Complexity - Making the Simple, Impossible - JacobAldridge
http://dilbert.com/blog/entry/complexity/

======
dkarl
Why didn't he just call the phone number on the bill? Banks buy and sell
pieces of each other all the time. Calling "the bank" and hoping to find
someone who knows something about your account is incredibly naive. I guess he
needed that kind of naivety to create Dilbert. Maybe guys like this are able
to point out the weird things we've adapted to because they aren't able to
adapt themselves. Seriously, it takes a kind of mad genius to think that a
randomly chosen customer service person in MegaCorpBank would have the means
to access his account information or even figure out which piece of
MegaCorpBank he has an account with.

------
ShabbyDoo
All of the examples presented are cases of under-modeled, under-specified
systems.
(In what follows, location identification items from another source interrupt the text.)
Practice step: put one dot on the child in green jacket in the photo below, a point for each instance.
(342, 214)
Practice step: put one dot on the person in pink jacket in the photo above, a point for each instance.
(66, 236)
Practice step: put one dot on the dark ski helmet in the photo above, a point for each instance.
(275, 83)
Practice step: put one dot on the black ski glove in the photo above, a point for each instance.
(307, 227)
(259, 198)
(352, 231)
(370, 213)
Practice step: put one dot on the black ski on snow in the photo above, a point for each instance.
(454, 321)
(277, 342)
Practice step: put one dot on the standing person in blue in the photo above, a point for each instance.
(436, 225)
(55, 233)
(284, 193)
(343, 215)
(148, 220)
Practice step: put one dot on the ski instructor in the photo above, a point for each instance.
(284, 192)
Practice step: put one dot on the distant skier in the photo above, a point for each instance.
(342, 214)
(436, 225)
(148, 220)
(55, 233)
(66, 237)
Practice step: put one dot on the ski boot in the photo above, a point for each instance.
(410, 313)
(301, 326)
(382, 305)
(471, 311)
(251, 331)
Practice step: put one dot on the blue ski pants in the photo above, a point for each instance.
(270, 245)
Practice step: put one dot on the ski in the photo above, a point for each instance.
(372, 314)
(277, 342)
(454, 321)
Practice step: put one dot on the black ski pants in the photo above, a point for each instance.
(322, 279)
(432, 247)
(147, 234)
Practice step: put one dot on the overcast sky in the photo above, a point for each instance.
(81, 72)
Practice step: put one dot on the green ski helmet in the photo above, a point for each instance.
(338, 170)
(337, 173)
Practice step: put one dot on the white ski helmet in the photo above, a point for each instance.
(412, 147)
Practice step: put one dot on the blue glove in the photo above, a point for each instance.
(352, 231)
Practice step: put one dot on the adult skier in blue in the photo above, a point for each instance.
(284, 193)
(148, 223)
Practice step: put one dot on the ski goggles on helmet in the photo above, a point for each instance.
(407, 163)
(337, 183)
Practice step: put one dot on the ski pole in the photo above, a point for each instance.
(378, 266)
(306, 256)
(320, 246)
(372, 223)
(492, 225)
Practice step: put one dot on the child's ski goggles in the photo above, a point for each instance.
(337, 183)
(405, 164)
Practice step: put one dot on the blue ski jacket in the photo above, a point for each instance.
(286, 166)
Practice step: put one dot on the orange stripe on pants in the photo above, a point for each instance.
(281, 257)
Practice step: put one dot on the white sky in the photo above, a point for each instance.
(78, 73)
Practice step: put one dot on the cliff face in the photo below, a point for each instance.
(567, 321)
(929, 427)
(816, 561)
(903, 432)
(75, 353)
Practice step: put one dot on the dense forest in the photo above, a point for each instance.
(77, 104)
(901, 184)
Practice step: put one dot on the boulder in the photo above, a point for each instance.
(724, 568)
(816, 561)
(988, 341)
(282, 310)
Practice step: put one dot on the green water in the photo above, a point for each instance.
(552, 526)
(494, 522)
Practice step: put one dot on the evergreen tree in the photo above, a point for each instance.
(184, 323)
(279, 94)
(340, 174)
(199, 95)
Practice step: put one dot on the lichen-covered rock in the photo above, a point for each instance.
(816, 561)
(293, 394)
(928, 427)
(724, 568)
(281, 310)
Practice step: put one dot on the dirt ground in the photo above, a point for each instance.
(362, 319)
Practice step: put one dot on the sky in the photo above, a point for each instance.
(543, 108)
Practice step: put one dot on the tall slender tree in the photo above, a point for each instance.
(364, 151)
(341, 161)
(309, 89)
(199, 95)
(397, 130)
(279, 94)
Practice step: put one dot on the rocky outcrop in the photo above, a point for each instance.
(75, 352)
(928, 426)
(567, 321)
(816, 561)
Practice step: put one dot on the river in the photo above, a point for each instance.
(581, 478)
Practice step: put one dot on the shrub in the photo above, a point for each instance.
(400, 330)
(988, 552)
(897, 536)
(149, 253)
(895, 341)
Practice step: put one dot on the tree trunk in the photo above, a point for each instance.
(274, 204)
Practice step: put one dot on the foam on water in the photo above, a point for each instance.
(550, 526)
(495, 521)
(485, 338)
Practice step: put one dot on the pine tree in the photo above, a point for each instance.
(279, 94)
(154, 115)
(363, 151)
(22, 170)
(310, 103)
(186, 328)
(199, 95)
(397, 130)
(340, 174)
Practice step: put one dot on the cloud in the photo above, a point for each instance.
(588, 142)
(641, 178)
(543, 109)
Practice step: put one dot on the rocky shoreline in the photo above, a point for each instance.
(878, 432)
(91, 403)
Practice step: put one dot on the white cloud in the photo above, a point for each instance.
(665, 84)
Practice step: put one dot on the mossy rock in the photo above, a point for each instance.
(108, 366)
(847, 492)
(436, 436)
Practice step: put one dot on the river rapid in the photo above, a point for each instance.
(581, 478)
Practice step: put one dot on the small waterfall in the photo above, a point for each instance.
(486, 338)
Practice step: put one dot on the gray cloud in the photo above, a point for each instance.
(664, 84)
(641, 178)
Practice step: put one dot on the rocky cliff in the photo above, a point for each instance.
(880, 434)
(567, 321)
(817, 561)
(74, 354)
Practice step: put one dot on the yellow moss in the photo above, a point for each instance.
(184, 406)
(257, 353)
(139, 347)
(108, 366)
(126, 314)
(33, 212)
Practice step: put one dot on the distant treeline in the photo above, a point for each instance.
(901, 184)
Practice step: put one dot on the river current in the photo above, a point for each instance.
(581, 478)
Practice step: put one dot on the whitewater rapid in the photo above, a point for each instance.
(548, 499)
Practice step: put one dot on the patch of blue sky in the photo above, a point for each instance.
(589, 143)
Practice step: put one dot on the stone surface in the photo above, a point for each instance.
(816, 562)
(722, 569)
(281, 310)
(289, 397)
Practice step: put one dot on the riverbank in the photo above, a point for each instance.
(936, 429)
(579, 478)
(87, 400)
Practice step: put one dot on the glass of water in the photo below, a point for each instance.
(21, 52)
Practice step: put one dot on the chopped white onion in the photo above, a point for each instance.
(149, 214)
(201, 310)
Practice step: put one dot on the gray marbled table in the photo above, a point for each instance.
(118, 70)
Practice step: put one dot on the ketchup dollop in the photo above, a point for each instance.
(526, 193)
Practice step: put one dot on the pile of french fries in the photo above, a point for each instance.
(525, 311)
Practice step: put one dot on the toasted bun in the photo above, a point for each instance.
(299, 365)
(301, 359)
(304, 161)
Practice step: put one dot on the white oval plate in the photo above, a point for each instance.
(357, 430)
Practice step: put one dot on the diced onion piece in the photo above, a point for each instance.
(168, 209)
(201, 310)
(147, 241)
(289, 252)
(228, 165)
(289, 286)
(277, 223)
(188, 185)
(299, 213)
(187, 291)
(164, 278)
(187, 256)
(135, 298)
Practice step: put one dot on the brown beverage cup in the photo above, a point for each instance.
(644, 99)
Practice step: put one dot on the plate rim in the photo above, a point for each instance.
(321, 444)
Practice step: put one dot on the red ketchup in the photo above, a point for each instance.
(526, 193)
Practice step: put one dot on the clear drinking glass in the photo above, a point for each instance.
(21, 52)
If bank products were well-modeled, consistency rules were part of
the system specifications, and each of the bank's products was represented
with a common drill-down ("Show me when the customer agreed to these terms")
API which could be wired into the CSR app, then Mr. Adams might have had one
less example.

As a side note, given how much Mr. Adams can likely charge for incremental
work (custom art as the given example), why does he not hire a high-end
secretary to sort these things out for him?

------
zandorg
My Mum wanted to copy music onto her multi-gigabyte Sony Walkman mp3 player. I
simply showed her every single step to get the job done, and she wrote it all
down, and all she has to do now is consult her notes. This is a Windows
machine - I was just showing her how to rip a CD without installing iTunes (I
think we used Windows Media Player).

My point is that anyone can learn a complex system if taught right. Reading
the manual is no small luxury, and without the ability to learn a system, you
are helpless to the bad guys who want to keep you in the dark.